La BCT impose une vigilance renforcée aux bureaux de change
La Banque Centrale de Tunisie (BCT) vient de publier une nouvelle circulaire (n°2026-2) durcissant significativement le cadre réglementaire applicable aux bureaux de change. L’objectif est de renforcer la lutte contre le blanchiment d’argent, le financement du terrorisme et la prolifération des armes de destruction massive.
Désormais, chaque établissement doit impérativement se doter d’un dispositif interne de vigilance et de surveillance, proportionné à l’ampleur de ses activités, à sa clientèle et aux risques spécifiques qu’il encourt. Ce système n’est pas une simple formalité ; il constitue le nouveau pilier opérationnel de la surveillance.
Au cœur du dispositif : identification, filtrage et surveillance renforcés
Les bureaux de change sont tenus de mettre en place des procédures rigoureuses pour identifier tout client, qu’il soit habituel ou occasionnel, ainsi que les bénéficiaires effectifs des transactions. Un filtrage systématique contre les listes nationales de personnes liées au terrorisme et les listes de sanctions du Conseil de sécurité de l’ONU devient obligatoire.

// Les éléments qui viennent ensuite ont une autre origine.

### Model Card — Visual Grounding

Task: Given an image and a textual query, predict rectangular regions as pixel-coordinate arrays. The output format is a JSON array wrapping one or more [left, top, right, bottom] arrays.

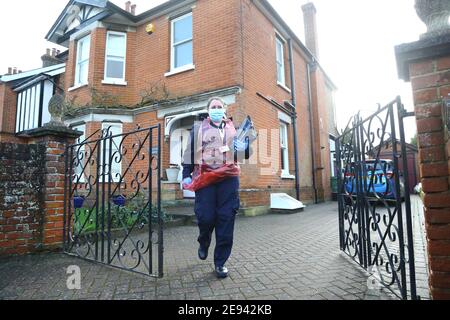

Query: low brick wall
[[0, 143, 46, 256], [0, 126, 80, 257]]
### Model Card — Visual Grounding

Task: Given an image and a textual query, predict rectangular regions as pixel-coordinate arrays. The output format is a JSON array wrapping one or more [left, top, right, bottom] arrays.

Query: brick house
[[0, 0, 337, 212]]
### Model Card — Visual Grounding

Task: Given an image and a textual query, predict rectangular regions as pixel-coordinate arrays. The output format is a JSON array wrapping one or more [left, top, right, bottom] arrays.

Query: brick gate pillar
[[396, 0, 450, 299], [26, 126, 81, 250]]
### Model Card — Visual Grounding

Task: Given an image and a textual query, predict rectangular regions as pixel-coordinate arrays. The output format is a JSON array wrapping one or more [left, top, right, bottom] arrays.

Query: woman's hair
[[207, 97, 227, 111]]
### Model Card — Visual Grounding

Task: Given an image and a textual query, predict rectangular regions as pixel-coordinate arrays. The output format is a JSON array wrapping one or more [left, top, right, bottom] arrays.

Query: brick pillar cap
[[18, 126, 83, 139]]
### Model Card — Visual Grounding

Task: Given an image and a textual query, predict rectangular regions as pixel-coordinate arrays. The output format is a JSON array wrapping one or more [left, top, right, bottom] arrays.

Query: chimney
[[125, 1, 131, 13], [41, 48, 61, 68], [302, 2, 319, 59]]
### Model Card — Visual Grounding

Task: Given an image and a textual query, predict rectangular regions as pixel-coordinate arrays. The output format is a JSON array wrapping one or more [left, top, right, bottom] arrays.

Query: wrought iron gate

La surveillance des opérations de change manuel doit être constante et proactive. Elle vise à détecter en temps réel toute transaction suspecte ou inhabituelle. Dès qu’une telle opération est identifiée, elle doit être déclarée sans délai à la Commission Tunisienne des Analyses Financières. Parallèlement, une obligation de conservation des documents clients et des opérations est instaurée pour une durée de dix ans.
Formation, évaluation des risques et contrôles internes
La circulaire insiste également sur la formation obligatoire du personnel aux enjeux de la lutte anti-blanchiment. Les bureaux de change doivent, en outre, formaliser une cartographie précise de leurs risques spécifiques et définir des mesures concrètes pour les atténuer.

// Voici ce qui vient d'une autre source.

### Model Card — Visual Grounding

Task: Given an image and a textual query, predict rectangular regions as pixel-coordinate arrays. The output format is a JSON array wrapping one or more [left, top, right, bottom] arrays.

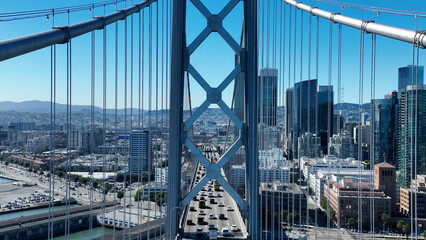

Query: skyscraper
[[370, 92, 398, 166], [233, 55, 245, 139], [318, 86, 334, 154], [397, 85, 426, 187], [257, 68, 278, 126], [398, 65, 424, 91], [285, 88, 294, 138], [129, 130, 153, 174], [293, 79, 318, 137]]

La gestion de ce dispositif de conformité doit être assurée en interne, avec un examen rapide des alertes et l’application d’une diligence renforcée pour les relations commerciales à haut risque. L’efficacité de l’ensemble du système devra faire l’objet d’évaluations et de contrôles périodiques pour garantir son adéquation avec la réglementation en vigueur.
Un pouvoir de sanction étendu pour la BCT
En cas de manquement à ces obligations, la Banque Centrale se réserve le droit d’appliquer un panel de sanctions administratives. Celui-ci s’étend de l’avertissement ou du blâme à des mesures plus lourdes : interdiction d’exercer, suspension de l’autorisation pour une durée maximale de deux ans, voire son retrait pur et simple.